Vpenta is one of the kernels in nasa7, a program in the SPEC92 floating-point benchmark suite. This kernel simultaneously inverts three pentadiagonal matrices. The performance results are shown in Figure 4. The base compiler interchanges the loops in the original code so that the outer loop is parallelizable and the inner loop carries spatial locality. Without such optimizations, the program would not even get the slight speedup obtained with the base compiler.
Figure 4: Vpenta Speedups
For this particular program, the base compiler's parallelization scheme is the same as the results from the global analysis in our computation decomposition algorithm. However, since the compiler can determine that each processor accesses exactly the same partition of the arrays across the loops, the code generator can eliminate barriers between some of the loops. This accounts for the slight increase in performance of the computation decomposition version over the base compiler.

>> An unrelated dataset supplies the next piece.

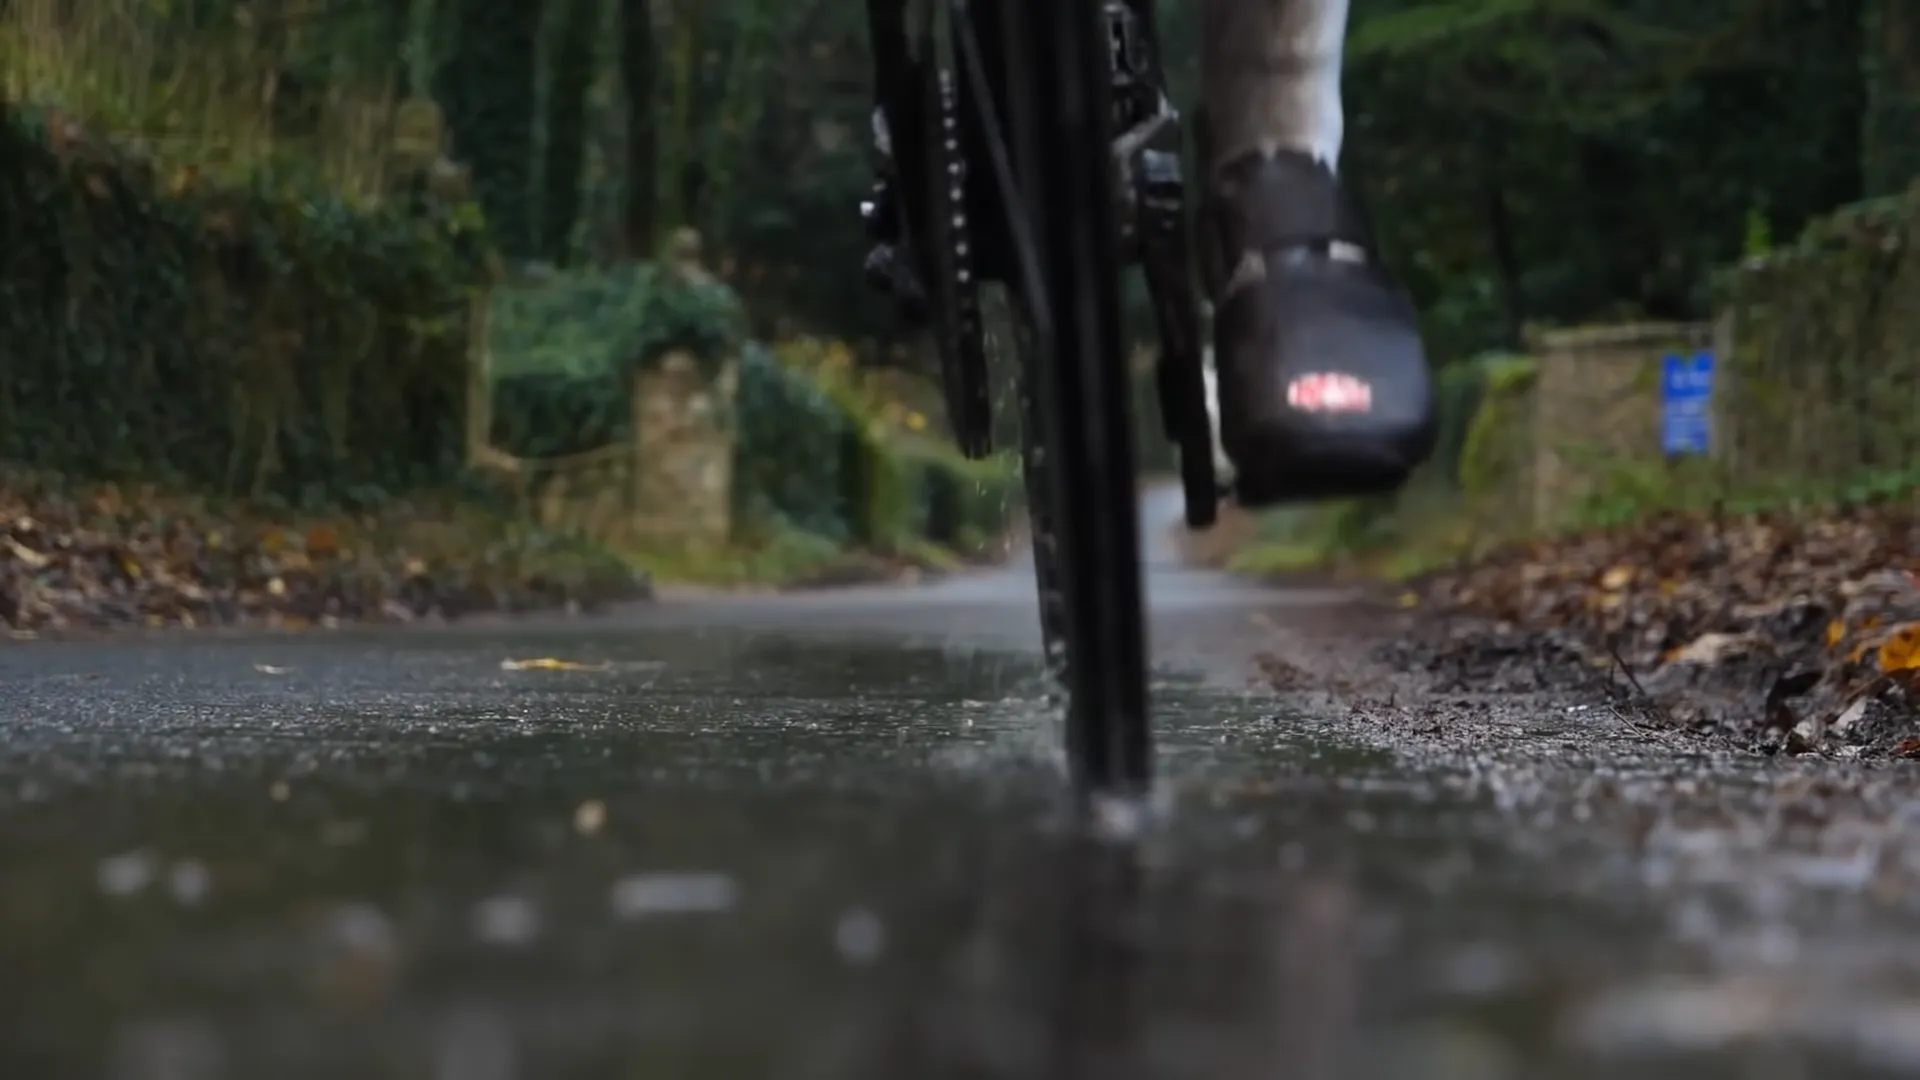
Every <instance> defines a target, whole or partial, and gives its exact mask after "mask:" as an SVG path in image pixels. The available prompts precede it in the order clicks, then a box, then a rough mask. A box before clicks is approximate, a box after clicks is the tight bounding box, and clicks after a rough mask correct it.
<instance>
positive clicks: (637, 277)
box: [490, 263, 745, 457]
mask: <svg viewBox="0 0 1920 1080" xmlns="http://www.w3.org/2000/svg"><path fill="white" fill-rule="evenodd" d="M492 304H493V309H492V317H490V332H492V338H490V348H492V359H493V413H492V442H493V446H497V448H501V450H505V452H509V454H516V455H520V457H561V455H566V454H582V452H588V450H597V448H601V446H607V444H611V442H620V440H626V438H630V436H632V430H630V429H632V421H634V407H632V398H630V396H628V390H626V388H628V386H630V382H632V377H634V373H636V371H637V369H641V367H645V365H649V363H655V361H657V359H660V357H662V356H666V354H670V352H676V350H678V352H685V354H689V356H693V357H695V359H697V361H699V363H703V365H705V369H707V371H708V373H712V371H716V369H718V365H720V363H724V361H726V359H728V357H732V356H733V354H735V352H739V348H741V331H743V327H745V315H743V311H741V306H739V300H737V298H735V296H733V292H732V290H730V288H726V286H722V284H716V282H703V281H689V279H684V277H680V275H674V273H670V271H662V269H659V267H655V265H653V263H632V265H618V267H599V269H591V271H570V273H555V275H551V277H547V279H545V281H538V282H528V284H509V286H503V288H499V290H497V292H495V294H493V298H492Z"/></svg>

This program operates on a set of two-dimensional and three-dimensional arrays. Each processor accesses a block of columns for the two-dimensional arrays, thus no data reorganization is necessary for these arrays. However, each plane of the three-dimensional array is partitioned into blocks of rows, each of which is accessed by a different processor. This presents an opportunity for our compiler to change the data layout and make the data accessed contiguous on each processor. With the improved data layout, the program finally runs with a decent speedup. We observe that the performance dips slightly when there are about 16 processors, and drops significantly when there are 32 processors. This performance degradation is due to increased cache conflicts among accesses within the same processor. Further data and computation optimizations that focus on operations on the same processor would be useful.